Stunned by her songs, I would compare her to the Sirens,
and while mad I became the new Ulysses,
and I, who was unable to evade such reefs,
was borne off-guard to unseen shoals and rocks.
Who can describe steps moving to a steady beat
that went with fresh applause and arching feet?
It was intense to count her layered waves of hair;
it was intense—dark hair on snowy skin…
Her breasts were standing firm and burning up my eyes,
and with one hand each could be cupped while squeezed.
Ah, how her stomach (joined below by fleshy thighs…)
and her exhausted chest aroused my spirit!
I was scared squeezing her frail limbs aggressively;
bones seemed to crack because of my embraces.
She shouted, “Now your massive arms are hurting me!
My limbs can’t stand to be beneath your bulk!”

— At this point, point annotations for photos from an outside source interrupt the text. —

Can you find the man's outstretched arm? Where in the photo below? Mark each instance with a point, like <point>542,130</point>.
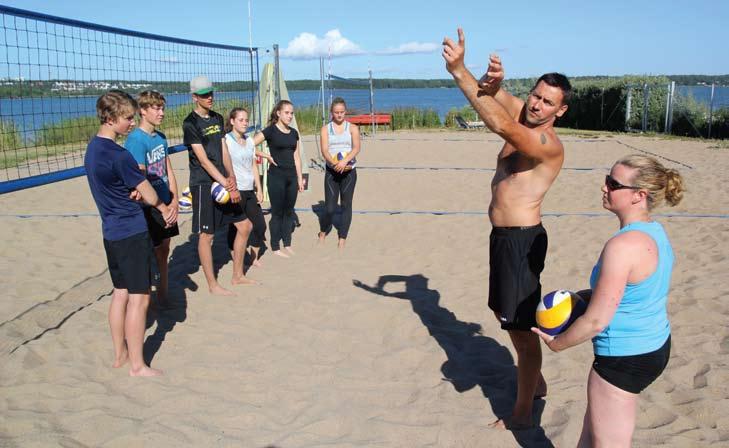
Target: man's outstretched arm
<point>491,83</point>
<point>532,142</point>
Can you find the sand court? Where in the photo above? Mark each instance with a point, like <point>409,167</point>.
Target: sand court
<point>389,343</point>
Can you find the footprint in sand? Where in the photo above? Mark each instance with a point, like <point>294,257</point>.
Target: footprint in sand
<point>700,377</point>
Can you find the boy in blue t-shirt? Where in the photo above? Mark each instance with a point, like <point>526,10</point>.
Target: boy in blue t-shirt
<point>114,179</point>
<point>149,148</point>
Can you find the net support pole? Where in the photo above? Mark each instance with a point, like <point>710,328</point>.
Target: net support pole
<point>646,96</point>
<point>671,93</point>
<point>276,75</point>
<point>628,106</point>
<point>711,110</point>
<point>372,105</point>
<point>668,108</point>
<point>323,98</point>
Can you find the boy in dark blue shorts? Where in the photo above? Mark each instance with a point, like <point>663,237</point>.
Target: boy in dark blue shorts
<point>114,178</point>
<point>209,162</point>
<point>149,148</point>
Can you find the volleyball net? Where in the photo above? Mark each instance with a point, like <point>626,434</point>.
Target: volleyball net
<point>53,69</point>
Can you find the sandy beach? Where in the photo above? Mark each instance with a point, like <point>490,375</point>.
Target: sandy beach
<point>389,343</point>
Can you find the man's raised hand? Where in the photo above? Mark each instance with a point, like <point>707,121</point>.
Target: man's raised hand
<point>491,81</point>
<point>454,53</point>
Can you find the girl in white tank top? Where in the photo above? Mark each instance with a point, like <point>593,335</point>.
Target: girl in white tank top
<point>340,144</point>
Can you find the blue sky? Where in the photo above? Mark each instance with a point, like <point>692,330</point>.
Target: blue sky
<point>401,39</point>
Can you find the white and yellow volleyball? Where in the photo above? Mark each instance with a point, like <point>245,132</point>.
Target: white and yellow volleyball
<point>558,309</point>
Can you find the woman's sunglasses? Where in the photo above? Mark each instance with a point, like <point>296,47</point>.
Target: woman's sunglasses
<point>613,184</point>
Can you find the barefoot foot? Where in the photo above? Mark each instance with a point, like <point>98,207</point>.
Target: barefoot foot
<point>512,424</point>
<point>243,281</point>
<point>218,290</point>
<point>145,371</point>
<point>121,360</point>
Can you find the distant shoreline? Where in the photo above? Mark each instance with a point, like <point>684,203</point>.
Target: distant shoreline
<point>21,88</point>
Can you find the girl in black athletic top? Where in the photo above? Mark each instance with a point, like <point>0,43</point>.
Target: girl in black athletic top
<point>284,177</point>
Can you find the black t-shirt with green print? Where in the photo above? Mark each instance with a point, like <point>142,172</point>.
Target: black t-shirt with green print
<point>209,133</point>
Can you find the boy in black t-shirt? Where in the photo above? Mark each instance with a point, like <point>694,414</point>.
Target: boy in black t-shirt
<point>114,179</point>
<point>209,162</point>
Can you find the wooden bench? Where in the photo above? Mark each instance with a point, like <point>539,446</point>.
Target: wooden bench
<point>368,120</point>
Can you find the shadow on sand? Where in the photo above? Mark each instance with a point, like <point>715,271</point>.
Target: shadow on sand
<point>472,358</point>
<point>184,262</point>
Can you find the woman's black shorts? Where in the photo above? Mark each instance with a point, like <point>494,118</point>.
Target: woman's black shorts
<point>633,373</point>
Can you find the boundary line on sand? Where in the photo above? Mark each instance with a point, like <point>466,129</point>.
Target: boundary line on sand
<point>398,212</point>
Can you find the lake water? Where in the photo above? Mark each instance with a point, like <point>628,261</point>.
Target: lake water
<point>31,114</point>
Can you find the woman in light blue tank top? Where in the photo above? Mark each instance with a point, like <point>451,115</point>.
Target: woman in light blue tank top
<point>626,315</point>
<point>340,144</point>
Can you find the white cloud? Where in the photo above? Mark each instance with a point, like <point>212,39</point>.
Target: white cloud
<point>169,60</point>
<point>412,48</point>
<point>310,46</point>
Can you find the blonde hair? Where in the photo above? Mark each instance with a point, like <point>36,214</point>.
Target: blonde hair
<point>232,116</point>
<point>335,101</point>
<point>662,184</point>
<point>273,119</point>
<point>150,98</point>
<point>114,104</point>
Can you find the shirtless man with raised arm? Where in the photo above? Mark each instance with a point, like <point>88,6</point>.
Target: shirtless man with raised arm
<point>526,167</point>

I froze, and what had been great lust for her receded,
and my old pecker was a cause for shame.
The well-stirred rennet does not make so firm a curd,
nor will there be light foam on flowing fluid.
I yielded, I confess, unschooled about Greek tricks;
I yielded, an old man with Tuscan dullness.
Couldn’t deceit, through which Hector-guarded Troy
was beaten, triumph over one old man?
I lost concern and fondness for the ordered duties,
cruel Cupid, while enthralled by your commands.
It’s no disgrace recalling loss from such a wound—
Jove was himself subjected to these lusts.
Though my first night had come and paid its pending debt
(one barely handled by an ancient man),
the next one sapped my strength, and hollow passion shrank,
and I was sluggish, as before, at sex.
The hostile girl, as if demanding her own tax,
pursues and snarls, “Return what’s owed to me!”
But here no bluster, no sweet talk was motivating;
what nature cancels, no one can restore.